La présence turque se renforce dans ce pays de la Corne de l’Afrique à travers des investissements en agriculture, la construction de l’aéroport de Mogadiscio, d’un centre d’entraînement militaire, d’un hôpital et d’écoles. Ankara dispose d’une base militaire dans ce pays depuis 2017. Récemment le navire turc Oruç Reis est arrivé à Mogadiscio pour une mission d’exploration de gaz naturel et de pétrole dans les eaux somaliennes, en vertu d’un accord entre les deux pays prévoyant des forages dans trois zones de 5.000 km2 chacune.
Au Sahel, des accords de coopération dans l’exploration de gaz et de pétrole, ainsi que tout récemment d’exploitation de mines, ont aussi été signés avec le Niger. La compagnie nationale turque MTA possède trois mines d’or dans ce pays du Sahel, doté de mines d’or ou d’uranium. Ces mines sont directement protégées par l’armée nigérienne mais la Turquie est considérée comme un «partenaire de sécurité» par de nombreux pays de la région.
Coopération multiforme
Ankara a signé des accords de coopération militaire avec plus de vingt-cinq pays africains, leur fournissant des armes de sa fabrication dont des drones, des hélicoptères, des avions d’entrainement et des blindés. Sa position hostile aux sanctions imposées par les Occidentaux aux régimes militaires du Niger, du Burkina Faso et du Mali facilite aussi les relations d’Ankara avec ces pays.
En novembre 2021, le Niger a signé un contrat d’armement prévoyant entre autres l’acquisition de Bayraktar TB2. En mars 2023, une douzaine de drones sont reçus par le Mali.
La Turquie est ainsi devenue le quatrième plus grand fournisseur d’armes de l’Afrique subsaharienne, selon un rapport de l’Institut international de recherche sur la paix de Stockholm (SIPRI) publié en mars. La Turquie soutient le gouvernement libyen de Tripoli en 2020, et l’a aidé avec ses drones à mettre en échec l’offensive du général Khalifa Haftar sur la capitale.

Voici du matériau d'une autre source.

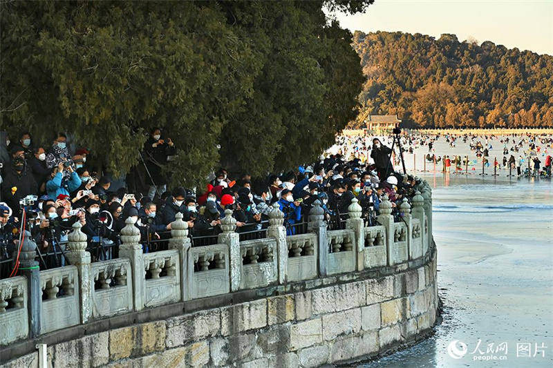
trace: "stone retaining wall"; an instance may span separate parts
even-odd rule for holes
[[[366,358],[433,326],[435,246],[420,261],[386,276],[329,276],[288,286],[284,295],[85,336],[49,346],[48,361],[54,368],[307,368]],[[5,367],[38,367],[38,354]]]

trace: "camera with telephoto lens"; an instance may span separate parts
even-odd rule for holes
[[[36,195],[28,195],[24,198],[19,200],[19,206],[26,207],[27,206],[34,206],[35,202],[38,200],[39,197]]]
[[[142,225],[146,226],[151,226],[153,224],[153,222],[155,221],[153,217],[151,217],[149,216],[142,216],[140,217],[140,222]]]
[[[50,229],[58,227],[59,225],[62,224],[62,222],[59,221],[59,217],[55,217],[55,218],[46,217],[46,220],[48,220],[48,227]]]

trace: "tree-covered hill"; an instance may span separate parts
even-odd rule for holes
[[[70,134],[118,175],[154,127],[172,184],[318,156],[357,115],[352,35],[374,0],[0,2],[0,130]]]
[[[487,41],[356,31],[368,114],[397,114],[413,127],[553,126],[553,57]]]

Volet civil, les entreprises de construction turques, très présentes sur des projets d’infrastructure comme le développement des chemins de fer en Tanzanie (6,5 milliards de dollars), contribuent à assoir l’image de leur pays d’origine. Le commerce entre la Turquie et les pays africains ont dépassé 40 milliards de dollars en 2022 et la compagnie Turkish Airlines dessert une cinquantaine de destinations sur le continent. Entre-temps, Ankara s’est investi dans l’action éducative.
Cette mission est confiée au mouvement Gülen Fathullah, créant des écoles anglophones ou francophones dans nombre de pays du continent. Depuis la tentative de coup d’État de 2016, ce mouvement considéré comme une organisation terroriste par le gouvernement turc, qui s’est ainsi employé à reprendre la main sur le réseau éducatif de Gülen par l’intermédiaire de sa fondation Maarif. Recep Tayyip Erdogan a rappelé d’ailleurs l’impératif que constitue pour lui la lutte contre l’« Organisation terroriste fethullahiste », le FETÖ en l’assimilant à celles qui doivent être menées contre Boko Haram, les milices somaliennes Al-Chabab et l’Organisation de l’État islamique (EI). A l’issue du sommet Turquie-Afrique tenu à Istanbul les 17 et 18 décembre 2021, est adoptée une déclaration finale de cette rencontre a adopté une feuille de route. Elle définit cinq champs de coopération prioritaires : sécurité, commerce, éducation, agriculture et santé, et met en place des mécanismes de suivi ou d’évaluation.
La Turquie a en outre signé un accord-cadre de coopération avec la nouvelle zone de libre-échange continentale africaine (Zelca).
Dans son discours prononcé lors de cette rencontre, le président Erdogan a réitéré son mot d’ordre lancé lors de l’Assemblée générale des Nations unies en 2014, «le monde est plus grand que cinq», allusion aux cinq membres du Conseil de sécurité de l’Onu. Il a dénoncé « la grande injustice» du système international actuel qui conduit à ce que le continent africain soit absent du Conseil de sécurité.